Édition du 17 Septembre 2016

Retour à la stabilité avant la vraie reprise


Édition du 17 Septembre 2016

Alex Brisson, président et chef de la direction de Norda Stelo. Il pose devant le centre d’affaires Henri-IV, à Québec, une des réalisations de la firme. [Photo : Francis Vachon]

Après plusieurs années marquées par les scandales et l'immobilisme, les firmes québécoises de génie voient le bout du tunnel. L'activité n'a pas encore retrouvé son rythme de croisière, mais des signes de reprise font surface. Le secteur a profité des années de crise pour se repositionner sur divers marchés, dont celui des infrastructures.

Chez Norda Stelo, la dernière année a été difficile. L'ex-Roche, qui a changé de nom dans la foulée du dévoilement d'irrégularités dans l'attribution des contrats publics d'infrastructures, a de nouveau réduit la voilure et licencié une centaine de personnes en mai dernier. La firme a revu en profondeur ses orientations et a décidé de «laisser tomber le marché municipal, pourtant le segment de marché historique de Roche», affirme Alex Brisson, président et chef de la direction de Norda Stelo.

Dans les belles années, ce marché représentait 50 % du chiffre d'affaires de la firme. Il est tombé à 15-20 % dernièrement, précise le dirigeant. Si Norda Stelo a décidé d'abandonner ce secteur, c'est surtout parce qu'il est devenu «très compétitif et judiciarisé», regrette Alex Brisson.
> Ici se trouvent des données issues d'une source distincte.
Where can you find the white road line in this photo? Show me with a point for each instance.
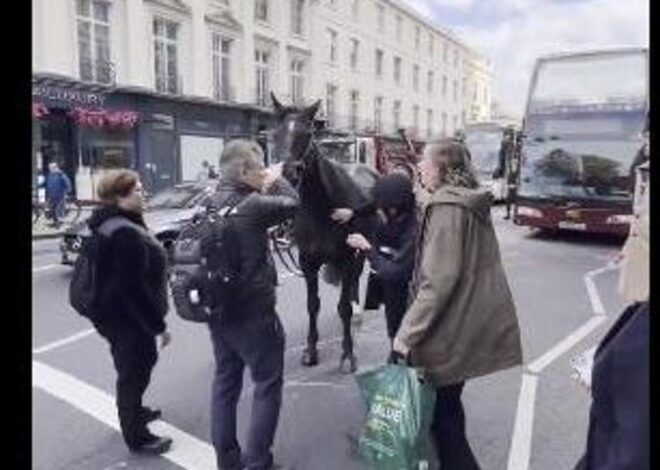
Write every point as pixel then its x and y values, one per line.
pixel 521 442
pixel 63 342
pixel 44 268
pixel 566 344
pixel 187 451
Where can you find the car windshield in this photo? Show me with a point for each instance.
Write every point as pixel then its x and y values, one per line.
pixel 484 147
pixel 172 198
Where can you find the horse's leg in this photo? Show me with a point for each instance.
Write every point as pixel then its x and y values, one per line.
pixel 349 281
pixel 310 356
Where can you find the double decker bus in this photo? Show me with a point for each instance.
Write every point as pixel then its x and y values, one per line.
pixel 581 132
pixel 484 141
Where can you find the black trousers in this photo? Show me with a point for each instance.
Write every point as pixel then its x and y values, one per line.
pixel 134 354
pixel 257 343
pixel 448 430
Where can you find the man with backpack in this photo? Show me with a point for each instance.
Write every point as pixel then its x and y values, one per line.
pixel 245 329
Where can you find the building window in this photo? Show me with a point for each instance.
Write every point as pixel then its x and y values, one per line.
pixel 332 39
pixel 261 10
pixel 416 118
pixel 381 17
pixel 222 68
pixel 355 45
pixel 416 78
pixel 262 61
pixel 297 14
pixel 94 41
pixel 166 64
pixel 396 112
pixel 331 104
pixel 379 63
pixel 297 77
pixel 429 123
pixel 353 109
pixel 378 113
pixel 397 70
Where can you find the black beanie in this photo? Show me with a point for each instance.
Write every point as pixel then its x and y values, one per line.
pixel 394 190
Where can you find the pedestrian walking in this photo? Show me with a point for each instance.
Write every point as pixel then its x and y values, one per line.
pixel 618 435
pixel 392 250
pixel 461 322
pixel 58 186
pixel 131 303
pixel 248 331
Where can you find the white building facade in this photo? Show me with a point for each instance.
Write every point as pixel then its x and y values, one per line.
pixel 376 64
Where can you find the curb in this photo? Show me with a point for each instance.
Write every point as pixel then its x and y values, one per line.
pixel 46 236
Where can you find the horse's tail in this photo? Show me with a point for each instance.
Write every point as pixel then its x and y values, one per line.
pixel 331 274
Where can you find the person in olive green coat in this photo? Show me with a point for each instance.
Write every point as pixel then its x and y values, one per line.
pixel 461 322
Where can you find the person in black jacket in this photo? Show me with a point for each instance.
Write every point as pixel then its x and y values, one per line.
pixel 131 303
pixel 248 331
pixel 391 254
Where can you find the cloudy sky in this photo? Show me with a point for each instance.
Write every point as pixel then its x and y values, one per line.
pixel 512 33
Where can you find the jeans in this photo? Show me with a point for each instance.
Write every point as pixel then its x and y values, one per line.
pixel 257 343
pixel 134 354
pixel 448 430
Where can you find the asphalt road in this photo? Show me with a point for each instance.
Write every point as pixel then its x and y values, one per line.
pixel 540 427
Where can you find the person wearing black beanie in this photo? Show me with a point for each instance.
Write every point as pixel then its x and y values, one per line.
pixel 391 253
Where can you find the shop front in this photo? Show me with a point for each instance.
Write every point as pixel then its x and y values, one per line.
pixel 86 130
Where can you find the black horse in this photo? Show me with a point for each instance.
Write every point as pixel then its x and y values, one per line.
pixel 323 185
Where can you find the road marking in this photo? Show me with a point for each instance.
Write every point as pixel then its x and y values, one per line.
pixel 64 341
pixel 187 451
pixel 44 268
pixel 566 344
pixel 521 442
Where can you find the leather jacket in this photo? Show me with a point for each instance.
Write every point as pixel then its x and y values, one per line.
pixel 254 214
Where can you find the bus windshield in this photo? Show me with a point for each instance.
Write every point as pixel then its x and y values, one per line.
pixel 484 147
pixel 590 79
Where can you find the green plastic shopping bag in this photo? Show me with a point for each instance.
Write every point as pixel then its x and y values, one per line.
pixel 399 408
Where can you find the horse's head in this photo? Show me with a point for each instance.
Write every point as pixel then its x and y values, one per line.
pixel 292 137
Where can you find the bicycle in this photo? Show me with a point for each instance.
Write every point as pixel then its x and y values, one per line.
pixel 70 214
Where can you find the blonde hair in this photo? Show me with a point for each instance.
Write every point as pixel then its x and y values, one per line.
pixel 452 159
pixel 239 155
pixel 115 184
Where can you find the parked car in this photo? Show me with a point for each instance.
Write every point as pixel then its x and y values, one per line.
pixel 166 213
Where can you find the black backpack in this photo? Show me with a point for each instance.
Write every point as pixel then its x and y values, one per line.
pixel 205 267
pixel 84 281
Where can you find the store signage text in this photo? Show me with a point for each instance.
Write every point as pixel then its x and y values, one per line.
pixel 70 96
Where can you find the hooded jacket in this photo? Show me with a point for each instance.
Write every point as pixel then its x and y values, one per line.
pixel 461 322
pixel 132 276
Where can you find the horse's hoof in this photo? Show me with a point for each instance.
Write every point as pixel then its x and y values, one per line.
pixel 352 364
pixel 309 358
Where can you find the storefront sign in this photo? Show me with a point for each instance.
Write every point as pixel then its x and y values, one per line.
pixel 67 95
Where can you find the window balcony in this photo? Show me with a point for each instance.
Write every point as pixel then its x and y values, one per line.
pixel 169 84
pixel 224 93
pixel 97 71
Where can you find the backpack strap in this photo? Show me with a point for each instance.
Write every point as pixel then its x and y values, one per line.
pixel 109 226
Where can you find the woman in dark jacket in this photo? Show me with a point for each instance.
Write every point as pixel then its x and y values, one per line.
pixel 132 301
pixel 391 253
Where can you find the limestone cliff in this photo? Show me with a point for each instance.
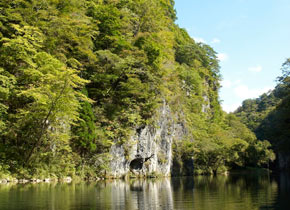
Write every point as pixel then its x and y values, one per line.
pixel 153 141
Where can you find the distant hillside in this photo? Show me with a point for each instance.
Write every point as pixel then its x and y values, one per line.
pixel 269 116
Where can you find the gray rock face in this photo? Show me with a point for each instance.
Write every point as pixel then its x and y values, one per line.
pixel 155 141
pixel 284 161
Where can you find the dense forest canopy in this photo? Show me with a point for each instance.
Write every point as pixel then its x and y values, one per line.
pixel 78 76
pixel 269 116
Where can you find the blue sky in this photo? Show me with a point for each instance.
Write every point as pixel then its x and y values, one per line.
pixel 251 37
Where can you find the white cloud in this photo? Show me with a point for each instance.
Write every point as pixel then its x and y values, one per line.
pixel 230 107
pixel 255 68
pixel 222 57
pixel 215 41
pixel 226 83
pixel 199 40
pixel 244 92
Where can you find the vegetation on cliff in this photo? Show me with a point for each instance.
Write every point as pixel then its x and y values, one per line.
pixel 269 115
pixel 78 76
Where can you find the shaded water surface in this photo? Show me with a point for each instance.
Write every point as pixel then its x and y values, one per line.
pixel 245 192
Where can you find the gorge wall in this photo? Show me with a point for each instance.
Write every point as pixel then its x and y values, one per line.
pixel 153 141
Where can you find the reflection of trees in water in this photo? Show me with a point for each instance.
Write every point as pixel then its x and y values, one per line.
pixel 234 192
pixel 142 194
pixel 282 200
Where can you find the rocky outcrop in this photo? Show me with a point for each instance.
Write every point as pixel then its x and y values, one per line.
pixel 154 141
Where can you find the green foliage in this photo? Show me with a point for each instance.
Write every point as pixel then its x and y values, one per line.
pixel 269 116
pixel 129 57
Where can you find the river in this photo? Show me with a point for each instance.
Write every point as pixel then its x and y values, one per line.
pixel 231 192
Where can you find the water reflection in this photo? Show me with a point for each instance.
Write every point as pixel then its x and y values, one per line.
pixel 201 192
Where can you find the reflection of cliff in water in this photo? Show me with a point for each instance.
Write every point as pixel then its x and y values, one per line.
pixel 136 194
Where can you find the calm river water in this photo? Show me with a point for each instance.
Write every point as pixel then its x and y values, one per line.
pixel 245 192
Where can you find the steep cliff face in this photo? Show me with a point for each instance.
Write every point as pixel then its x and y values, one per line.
pixel 152 142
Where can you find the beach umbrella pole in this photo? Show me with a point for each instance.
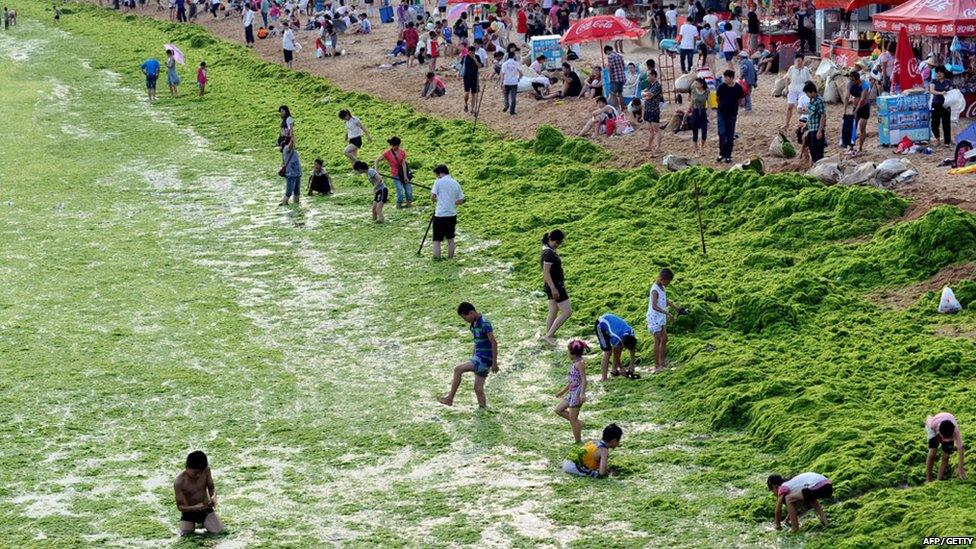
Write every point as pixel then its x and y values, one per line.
pixel 701 228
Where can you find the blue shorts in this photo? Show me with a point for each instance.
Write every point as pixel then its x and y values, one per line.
pixel 481 365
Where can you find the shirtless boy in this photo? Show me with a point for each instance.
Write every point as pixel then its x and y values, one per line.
pixel 196 496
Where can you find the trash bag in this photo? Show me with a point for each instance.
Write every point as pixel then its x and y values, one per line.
pixel 780 147
pixel 825 70
pixel 826 172
pixel 948 304
pixel 675 163
pixel 755 165
pixel 955 102
pixel 863 173
pixel 683 82
pixel 779 86
pixel 830 92
pixel 892 168
pixel 842 83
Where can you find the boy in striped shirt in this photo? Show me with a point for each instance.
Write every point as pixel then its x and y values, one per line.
pixel 485 355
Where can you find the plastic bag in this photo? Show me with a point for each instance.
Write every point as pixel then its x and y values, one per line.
pixel 779 85
pixel 949 304
pixel 830 92
pixel 780 147
pixel 955 102
pixel 892 168
pixel 683 82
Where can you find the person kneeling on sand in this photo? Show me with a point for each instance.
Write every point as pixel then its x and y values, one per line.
pixel 599 118
pixel 593 458
pixel 196 496
pixel 943 431
pixel 433 86
pixel 806 488
pixel 485 355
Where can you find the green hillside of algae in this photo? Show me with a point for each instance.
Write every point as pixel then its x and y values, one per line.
pixel 782 343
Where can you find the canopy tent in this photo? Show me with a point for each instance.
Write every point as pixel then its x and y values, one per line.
pixel 905 72
pixel 942 18
pixel 851 5
pixel 601 28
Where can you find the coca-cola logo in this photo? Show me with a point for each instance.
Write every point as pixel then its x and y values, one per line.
pixel 603 24
pixel 937 6
pixel 970 111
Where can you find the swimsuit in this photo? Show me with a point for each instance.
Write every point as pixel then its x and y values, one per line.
pixel 575 380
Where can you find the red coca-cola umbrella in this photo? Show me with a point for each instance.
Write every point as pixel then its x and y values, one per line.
pixel 601 28
pixel 905 72
pixel 930 18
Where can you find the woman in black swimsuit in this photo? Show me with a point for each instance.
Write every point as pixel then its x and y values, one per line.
pixel 554 285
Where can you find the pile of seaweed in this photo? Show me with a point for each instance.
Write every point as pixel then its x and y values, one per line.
pixel 783 342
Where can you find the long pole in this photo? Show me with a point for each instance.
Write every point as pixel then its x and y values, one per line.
pixel 424 239
pixel 701 228
pixel 481 96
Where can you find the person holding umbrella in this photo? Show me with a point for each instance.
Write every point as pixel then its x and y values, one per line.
pixel 172 79
pixel 446 194
pixel 940 113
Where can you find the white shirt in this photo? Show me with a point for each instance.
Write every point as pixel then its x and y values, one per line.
pixel 689 34
pixel 798 78
pixel 803 480
pixel 654 318
pixel 511 72
pixel 353 128
pixel 728 41
pixel 448 192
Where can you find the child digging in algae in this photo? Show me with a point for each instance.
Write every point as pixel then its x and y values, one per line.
pixel 380 192
pixel 485 355
pixel 575 389
pixel 593 458
pixel 614 334
pixel 805 487
pixel 943 431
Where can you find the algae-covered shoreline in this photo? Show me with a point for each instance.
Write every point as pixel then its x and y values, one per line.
pixel 784 343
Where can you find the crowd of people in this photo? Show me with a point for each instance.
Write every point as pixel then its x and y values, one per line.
pixel 627 92
pixel 490 51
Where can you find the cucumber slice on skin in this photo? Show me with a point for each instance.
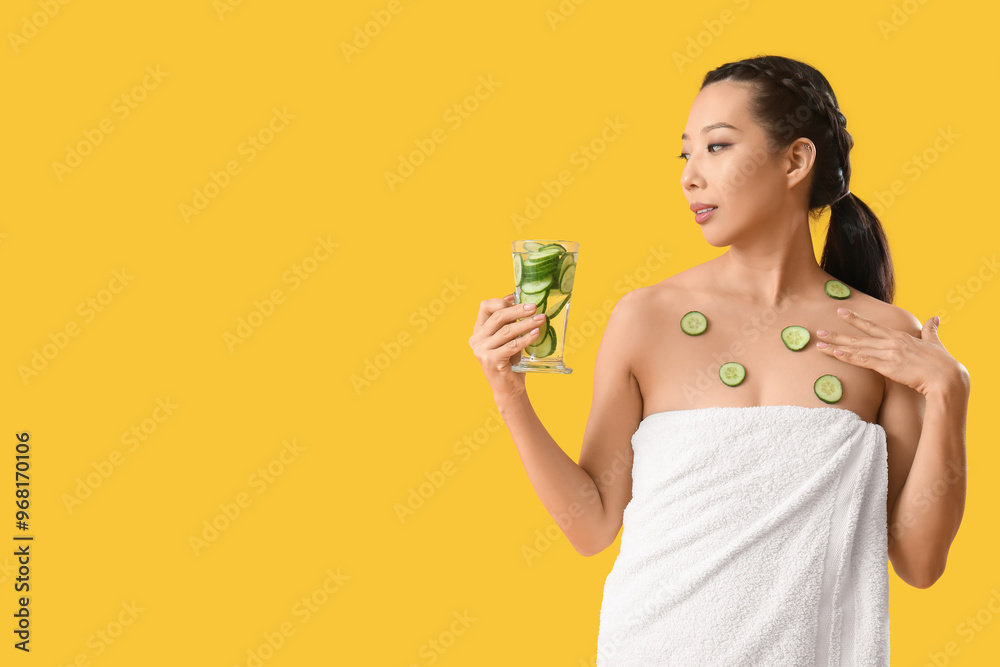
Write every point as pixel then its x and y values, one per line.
pixel 732 373
pixel 545 346
pixel 693 323
pixel 795 337
pixel 837 289
pixel 828 388
pixel 566 280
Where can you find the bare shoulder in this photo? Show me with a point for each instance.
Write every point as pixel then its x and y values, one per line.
pixel 886 314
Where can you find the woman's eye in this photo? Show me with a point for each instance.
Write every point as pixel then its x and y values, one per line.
pixel 684 156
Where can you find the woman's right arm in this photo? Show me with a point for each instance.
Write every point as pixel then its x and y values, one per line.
pixel 588 499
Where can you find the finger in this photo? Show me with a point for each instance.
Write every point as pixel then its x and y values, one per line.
pixel 490 306
pixel 877 359
pixel 870 327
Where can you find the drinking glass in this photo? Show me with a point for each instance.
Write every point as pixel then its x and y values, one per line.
pixel 544 270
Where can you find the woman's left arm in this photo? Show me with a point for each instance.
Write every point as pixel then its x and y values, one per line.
pixel 925 516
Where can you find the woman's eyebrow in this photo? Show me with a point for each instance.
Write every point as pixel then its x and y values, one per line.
pixel 713 126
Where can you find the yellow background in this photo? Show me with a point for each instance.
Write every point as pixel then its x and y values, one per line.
pixel 438 241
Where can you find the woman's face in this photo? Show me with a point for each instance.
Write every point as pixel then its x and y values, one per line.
pixel 731 168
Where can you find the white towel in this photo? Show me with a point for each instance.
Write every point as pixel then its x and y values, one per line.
pixel 755 536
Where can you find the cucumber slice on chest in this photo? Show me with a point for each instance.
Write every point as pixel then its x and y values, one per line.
pixel 732 373
pixel 795 337
pixel 828 388
pixel 693 323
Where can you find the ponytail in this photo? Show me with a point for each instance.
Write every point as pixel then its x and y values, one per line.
pixel 857 250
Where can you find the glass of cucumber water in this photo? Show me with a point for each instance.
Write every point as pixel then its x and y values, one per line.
pixel 543 274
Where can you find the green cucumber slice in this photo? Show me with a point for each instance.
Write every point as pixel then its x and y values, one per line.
pixel 795 337
pixel 550 314
pixel 537 285
pixel 828 388
pixel 693 323
pixel 837 289
pixel 566 280
pixel 546 344
pixel 537 298
pixel 732 373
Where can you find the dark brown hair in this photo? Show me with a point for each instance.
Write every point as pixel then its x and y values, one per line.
pixel 791 99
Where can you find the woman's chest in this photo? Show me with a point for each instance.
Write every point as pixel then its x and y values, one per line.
pixel 765 358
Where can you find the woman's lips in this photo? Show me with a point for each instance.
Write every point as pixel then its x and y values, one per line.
pixel 702 217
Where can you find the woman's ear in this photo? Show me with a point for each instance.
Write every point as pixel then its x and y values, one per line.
pixel 801 156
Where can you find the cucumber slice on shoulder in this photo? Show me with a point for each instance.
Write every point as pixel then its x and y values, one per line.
pixel 837 289
pixel 732 373
pixel 828 388
pixel 795 337
pixel 694 323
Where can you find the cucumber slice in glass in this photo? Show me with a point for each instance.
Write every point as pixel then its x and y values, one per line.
pixel 546 344
pixel 732 373
pixel 795 337
pixel 537 285
pixel 693 323
pixel 566 280
pixel 537 298
pixel 837 289
pixel 828 388
pixel 555 310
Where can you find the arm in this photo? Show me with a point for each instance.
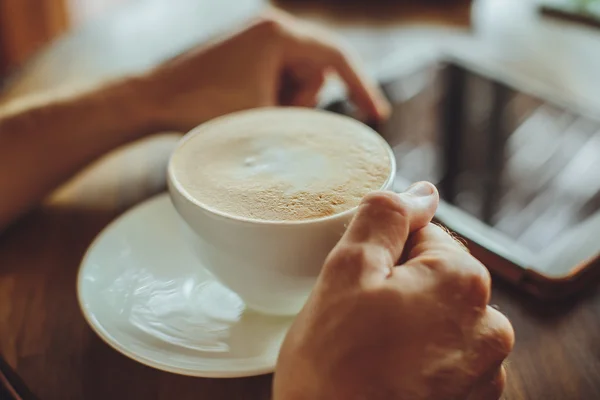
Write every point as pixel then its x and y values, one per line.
pixel 44 142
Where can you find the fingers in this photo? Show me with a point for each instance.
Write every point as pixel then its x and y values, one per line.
pixel 308 89
pixel 461 278
pixel 490 387
pixel 309 42
pixel 376 236
pixel 493 338
pixel 364 93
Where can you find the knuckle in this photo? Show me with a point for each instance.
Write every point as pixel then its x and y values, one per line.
pixel 463 274
pixel 269 23
pixel 477 282
pixel 499 339
pixel 348 256
pixel 386 202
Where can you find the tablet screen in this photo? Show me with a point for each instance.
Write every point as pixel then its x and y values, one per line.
pixel 521 165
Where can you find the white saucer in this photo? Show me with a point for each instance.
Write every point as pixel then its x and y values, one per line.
pixel 145 294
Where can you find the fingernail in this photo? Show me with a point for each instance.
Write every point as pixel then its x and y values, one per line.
pixel 420 189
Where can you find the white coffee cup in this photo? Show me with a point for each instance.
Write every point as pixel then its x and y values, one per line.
pixel 271 265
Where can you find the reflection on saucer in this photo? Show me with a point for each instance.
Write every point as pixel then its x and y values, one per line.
pixel 190 311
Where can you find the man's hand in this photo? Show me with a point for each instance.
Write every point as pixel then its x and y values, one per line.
pixel 378 328
pixel 277 60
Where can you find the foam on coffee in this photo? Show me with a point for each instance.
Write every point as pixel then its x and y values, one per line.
pixel 283 164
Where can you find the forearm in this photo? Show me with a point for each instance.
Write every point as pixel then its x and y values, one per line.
pixel 43 144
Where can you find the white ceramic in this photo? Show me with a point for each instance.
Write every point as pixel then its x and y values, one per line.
pixel 144 293
pixel 272 265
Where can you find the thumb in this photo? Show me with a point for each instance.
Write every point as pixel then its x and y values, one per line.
pixel 375 238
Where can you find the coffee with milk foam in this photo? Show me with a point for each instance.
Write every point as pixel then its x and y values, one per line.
pixel 281 164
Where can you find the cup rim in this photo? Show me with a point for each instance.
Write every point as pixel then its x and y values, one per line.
pixel 178 187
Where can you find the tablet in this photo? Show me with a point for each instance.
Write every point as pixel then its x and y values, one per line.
pixel 518 173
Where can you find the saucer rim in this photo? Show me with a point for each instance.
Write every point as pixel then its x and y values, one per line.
pixel 98 328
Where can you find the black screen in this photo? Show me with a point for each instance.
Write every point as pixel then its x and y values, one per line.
pixel 522 165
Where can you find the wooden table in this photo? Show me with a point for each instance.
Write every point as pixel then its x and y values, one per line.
pixel 42 333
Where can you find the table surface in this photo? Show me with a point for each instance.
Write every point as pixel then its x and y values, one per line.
pixel 43 335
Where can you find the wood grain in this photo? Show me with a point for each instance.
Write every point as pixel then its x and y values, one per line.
pixel 43 335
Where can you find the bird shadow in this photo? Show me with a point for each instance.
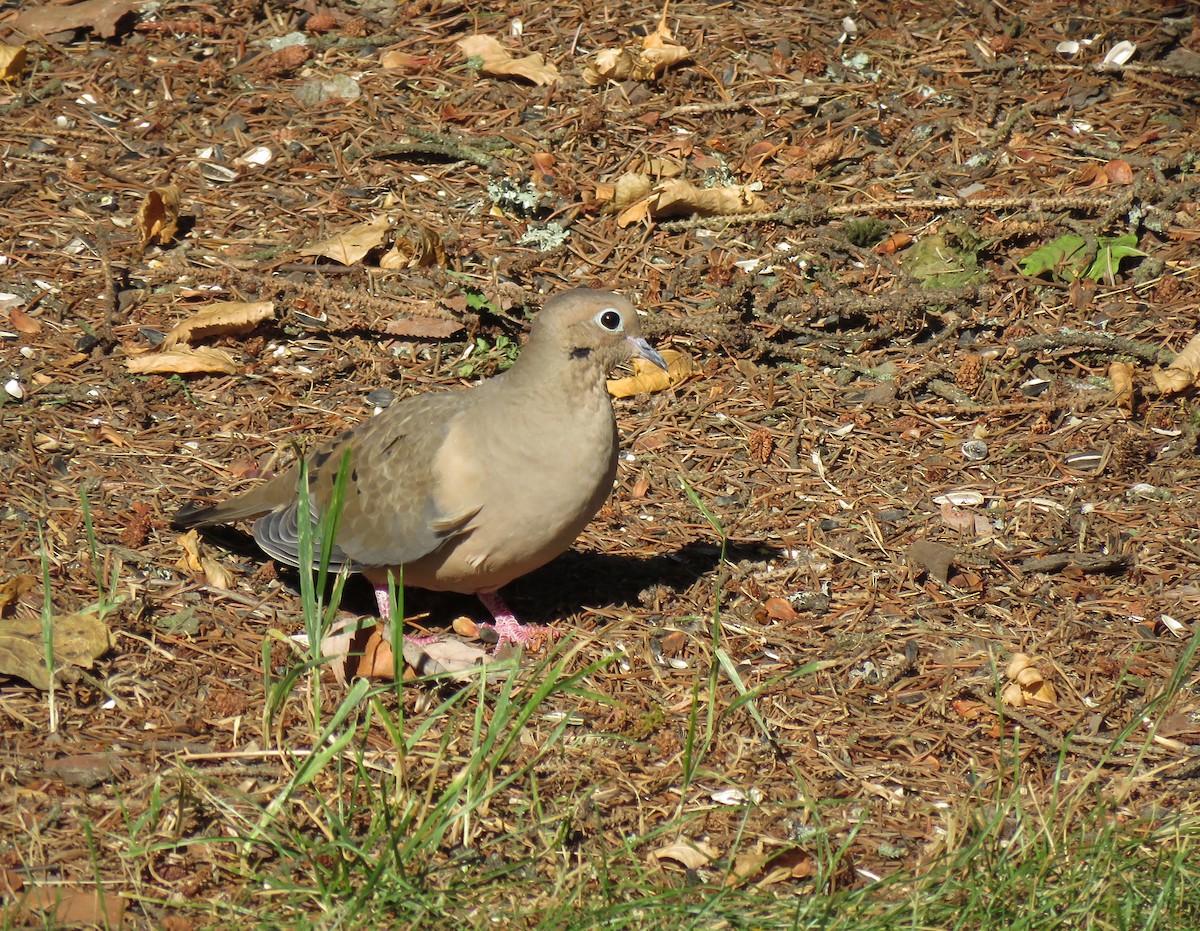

Norda Stelo s'est donc «réinventée» en 2016. «On préfère se diriger vers des créneaux plus nichés plutôt que d'être généralistes», explique Alex Brisson. Actuellement, les mines, les forêts, l'énergie, l'exploration et le secteur du pétrole et du gaz représentent la moitié du chiffre d'affaires de la firme, qui ne veut pas divulguer ses revenus. L'autre moitié est assurée de façon à peu près égale par les infrastructures et le transport ainsi que par le commercial et l'institutionnel (écoles, hôpitaux).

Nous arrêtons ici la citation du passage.